This is not a niche concern. It is part of a broader pattern that reduces trade intensity, lowers business investment and slows the growth that we might otherwise have achieved. If we are serious about restoring real, sustained, export-led growth, we must reduce those barriers. We must reconnect with our largest and closest market and rebuild the conditions in which sectors such as the creative industries can thrive.

So far, I have restricted my remarks to the economic benefits of the European Union. But perhaps more important and urgent than the obvious financial upsides is the need to face up to the rapid collapse of the international order that existed at the time of the referendum. Since then, in just 10 years, the world has become not merely more complicated but more dangerous and less predictable. We have seen war return to Europe, persistent threats from hostile states, cyber attacks, terrorism, energy shocks and growing pressure on the rules-based international order. The second Trump presidency has added a further layer of volatility by unsettling alliances, sharpening transatlantic uncertainty and encouraging a more transactional approach to international relations.
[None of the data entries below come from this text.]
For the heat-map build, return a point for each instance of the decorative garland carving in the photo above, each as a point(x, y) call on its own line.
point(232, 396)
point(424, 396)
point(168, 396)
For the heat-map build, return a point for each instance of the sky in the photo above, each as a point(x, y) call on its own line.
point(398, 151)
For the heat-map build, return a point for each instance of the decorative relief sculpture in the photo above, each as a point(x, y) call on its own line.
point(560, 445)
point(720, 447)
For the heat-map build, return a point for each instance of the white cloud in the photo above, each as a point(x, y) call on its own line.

As we heard recently from the noble Lord, Lord Robertson, we have come to the painful realisation that our military capacity is not what it was and we cannot afford to do much about it in the foreseeable future. In these conditions, the case for Britain to work more closely with its neighbours is compelling. A country of our size cannot best protect its interests and citizens by standing apart from the institutions and partnerships that help anchor stability. That is precisely why the need to work with our European neighbours—and to do so from a position of influence, rather than isolation—has become even more pressing.

In a nutshell, the changes to the world since 2016 have vindicated co-operation, not detachment. The British people can sense that. They can see that our economy and national security are being threatened by the isolation brought by Brexit. That is reflected in the polls by an increasing majority in favour of abandoning the failed experiment of Brexit and rejoining the EU. This is a significant and sustained shift in public opinion. Democracy is not a one-time instruction; it is an ongoing conversation between the public and those who represent them. When the facts change and when the public sentiment evolves, it is our duty to respond.

To rejuvenate our creative industries, to boost growth in our economy more generally and to bolster the stability and security our people need, we must get started now on rejoining the European Union. There is no time to waste.